A lottery ticket is set to hit the jackpot - almost 200 years after it was issued.
The draw was held in 1816 for shares in a famous Iron Bridge of the River Wear, in Sunderland.
The shares were held by County Durham MP Rowland Burdon and the winner would have been entitled to a hefty share of the lucrative bridge tolls.
From the day it opened in 1796 until 1846, when tolls on pedestrians were scrapped and other charges were cut by half, fees amounted to almost £80,000.
Now, a surviving ticket from the lottery has surfaced among lots in a book sale at Boldon Auction Galleries in East Boldon, South Tyneside.
Burdon, who lived at Castle Eden in County Durham and was the son of a Newcastle banker, invested £30,000 in the Iron Bridge - the then biggest single-arch bridge in the world. .

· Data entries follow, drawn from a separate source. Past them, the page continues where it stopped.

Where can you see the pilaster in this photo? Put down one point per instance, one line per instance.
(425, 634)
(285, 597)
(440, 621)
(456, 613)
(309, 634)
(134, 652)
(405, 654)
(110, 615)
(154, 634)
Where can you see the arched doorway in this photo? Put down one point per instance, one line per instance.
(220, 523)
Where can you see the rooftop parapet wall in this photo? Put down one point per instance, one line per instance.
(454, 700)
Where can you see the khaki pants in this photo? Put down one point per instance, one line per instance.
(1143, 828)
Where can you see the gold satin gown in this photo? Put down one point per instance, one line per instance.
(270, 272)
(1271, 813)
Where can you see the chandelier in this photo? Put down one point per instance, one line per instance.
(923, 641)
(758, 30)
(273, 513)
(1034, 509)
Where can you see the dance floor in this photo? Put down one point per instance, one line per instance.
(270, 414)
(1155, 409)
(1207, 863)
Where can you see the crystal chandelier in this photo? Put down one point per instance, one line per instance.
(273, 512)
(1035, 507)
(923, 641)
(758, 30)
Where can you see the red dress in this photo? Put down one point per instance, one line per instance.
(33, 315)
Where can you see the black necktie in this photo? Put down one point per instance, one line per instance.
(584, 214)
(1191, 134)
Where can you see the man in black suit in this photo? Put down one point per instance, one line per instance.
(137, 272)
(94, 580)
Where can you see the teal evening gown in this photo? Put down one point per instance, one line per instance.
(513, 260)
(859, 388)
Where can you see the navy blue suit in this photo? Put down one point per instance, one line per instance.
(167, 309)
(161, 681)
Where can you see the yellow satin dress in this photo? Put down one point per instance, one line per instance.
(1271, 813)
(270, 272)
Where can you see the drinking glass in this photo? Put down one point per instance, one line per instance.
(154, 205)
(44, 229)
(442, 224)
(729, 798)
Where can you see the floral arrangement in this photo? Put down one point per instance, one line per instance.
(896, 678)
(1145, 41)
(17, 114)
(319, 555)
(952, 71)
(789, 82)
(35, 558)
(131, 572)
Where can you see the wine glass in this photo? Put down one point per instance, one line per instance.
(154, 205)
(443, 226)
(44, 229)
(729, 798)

But Burdon was later involved in bankruptcy after a disastrous investment in the Lemington Iron Works on Tyneside and a lottery was arranged through an Act of Parliament for his bridge shares.
A total of 6,000 tickets, at £5 a time, were issued with a series of back-up money prizes ranging in value up to £5,000.
The bridge was remodelled by Robert Stephenson in 1859 and in 1929 it was replaced by the Wearmouth Bridge.
Andrew Tavroges, of Boldon Auction Galleries, said: "Items like the lottery ticket rarely survive and this is the first time we have heard of one being auctioned. It's a living piece of Sunderland history.